沈無は闘笠の縁越しに、城門口で舞い上がる砂埃、列をなす流民たちの異様な停滞感、そして城壁の上に幾つも増えている玄鉄の旗を観察し、城内の異様な空気を鋭く察知した。
「謝拾遺、お前も見ておけ」沈無は重い声で言い、蜃驪の歩みを緩めさせ、城門から二里ほど離れた隠れやすい土手の中腹に馬車を停めた。
謝必安は車簾をめくり、馬車から飛び降りた。
「この町はおかしい」沈無は闘笠を脱ぎ、遠くの城門を鷹のような目で直視しながら指を差した。「あれは廷尉府の『玄甲緹騎』だ。こんな辺境の町、秋の税の取り立てだとしても、わざわざ都の緹騎が門番をしにくるわけがない。あの通行手形を検める厳重な構え、十中八九俺たちを狙っている」
謝必安の顔から安堵の色が一瞬で消え去った。火の粉混じりの荒い鼻息を立てている蜃驪を振り返る。
「緹騎が通行証の確認か? どうやら歓迎の準備は万端らしいな」
土手の上に立ち、風を受けながら深く眉を寄せる。無意識のうちに懐へ手を探り入れ、指先でその『御前密啓金牌』に触れた。
もしこれが数日前であれば。この金牌を見せれば天子に拝謁するも同然、三法司の尋問も受けず、すべての関所を無条件で通過できたはずだ。今すぐあそこへ歩いていき、この金牌を底辺の役人どもの顔に叩きつければ、奴らは震え上がって土下座する理屈だ。

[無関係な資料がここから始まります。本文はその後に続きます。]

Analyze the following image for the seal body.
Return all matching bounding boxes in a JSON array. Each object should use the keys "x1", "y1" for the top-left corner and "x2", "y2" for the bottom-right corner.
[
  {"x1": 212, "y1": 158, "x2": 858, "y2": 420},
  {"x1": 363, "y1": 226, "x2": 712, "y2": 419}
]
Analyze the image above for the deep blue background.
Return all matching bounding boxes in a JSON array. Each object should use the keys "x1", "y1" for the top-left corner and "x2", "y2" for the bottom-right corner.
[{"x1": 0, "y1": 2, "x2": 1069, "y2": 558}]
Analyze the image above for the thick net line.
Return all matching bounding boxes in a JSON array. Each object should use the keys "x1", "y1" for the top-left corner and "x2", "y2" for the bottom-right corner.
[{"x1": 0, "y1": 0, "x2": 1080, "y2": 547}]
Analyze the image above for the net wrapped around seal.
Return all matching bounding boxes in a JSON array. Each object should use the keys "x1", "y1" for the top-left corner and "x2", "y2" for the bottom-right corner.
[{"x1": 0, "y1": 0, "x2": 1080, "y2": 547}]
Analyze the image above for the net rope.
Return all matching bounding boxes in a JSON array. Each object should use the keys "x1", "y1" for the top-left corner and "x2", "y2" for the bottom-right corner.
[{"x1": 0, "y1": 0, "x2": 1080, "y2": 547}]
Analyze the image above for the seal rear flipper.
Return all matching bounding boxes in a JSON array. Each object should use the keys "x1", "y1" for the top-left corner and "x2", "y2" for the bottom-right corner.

だが、その考えは脳裏に半呼吸ほど留まっただけで、完全に握り潰された。
「ペッ。あいにく都は、胴元が入れ替わっちまったからな……」謝必安は心の中で盛大に悪態をついた。
皇帝の遺詔という庇護のオーラは、名目上は聞こえが良く、確かに一時的な命の保障にはなった。だが、先日の夜襲を仕掛けてきたコソ泥どもの言葉を借りれば、黄金一万両という懸賞金の誘惑は、とうの昔に底辺の兵士どもの理性を灰燼に帰しているのだ。
今ここで目立つ金牌を見せびらかせば、あの緹騎の野郎どもは土下座するどころか、血走った目で一斉に刀を抜き、自分たちを細切れにして賞金を受け取りに走るだろう。そんなことは火を見るより明らかだった。
「こいつは厄介なことになったぜ」
謝必安は思わず低く呟き、ひどく嫌そうな顔をして、まるで焼け火箸でも扱うかのように金牌を懐の奥底へと押し込んだ。
「老沈。都へ戻って元締めのご面相を拝むまでは、この特権には期待できそうにないな」謝必安はしゃがみ込み、馬車の車体の下にある泥濘に手を突っ込んだ。冷たく湿った泥を無表情で顔面に塗りたくり、元々の輪郭を隠し始める。
沈無はその自傷行為のような真似を見て、眉をひそめた。「本当に城に入る気か? 迂回しないのか?」
謝必安は立ち上がり、泥まみれの手を着物の裾で適当に拭いながら、全身が青黒い鱗に覆われた妖馬を指差した。「こいつがこれだけ目立ってんだ、道中でどれだけの人間が俺たちを見たと思う? どうせここまで来たんだ、ここから都までは遠いようで遠くない。中に入って少しでも情報を拾っておくべきだろ。それに……運が良ければ、城の中で知った顔に会えるかもしれないしな」
「知った顔だと?」沈無は言葉を失った。
「ああ。知った顔に会えれば、馬車に乗ったまま悠々と都に入城できるかもしれない。俺たちの幸運値がカンストしてるかどうかの賭けだ」謝必安は手のひらの灰をパンパンと払い、振り返って声をかけた。「デブ、阿奴、行くぞ。老沈、お前は何とか車を迂回させて、城の外の官道を十里ほど行った先にある東屋か土地廟で待っててくれ。俺は中を一回りしたらすぐに向かう」
「情報収集なら、せめて本職であるこの俺がやるべきではないのか?」沈無は疑いの目を向け、淡々と言った。「お前に務まるのか?」
「心配すんなよ、沈客卿」謝必安はニヤリと笑った。「この俺に妙案ありってやつさ。今回は俺の言う通りにしてくれ」
言い終えると、謝必安は『驚蟄』を手に取り、少し伸ばして杖代わりにした。車内でまだゴロゴロしていた銜蝉を無理やり粗末な外衣の懐へ押し込み、丸々とした太った顔だけを覗かせ、さらに阿奴を自分の頭の上で丸まらせた。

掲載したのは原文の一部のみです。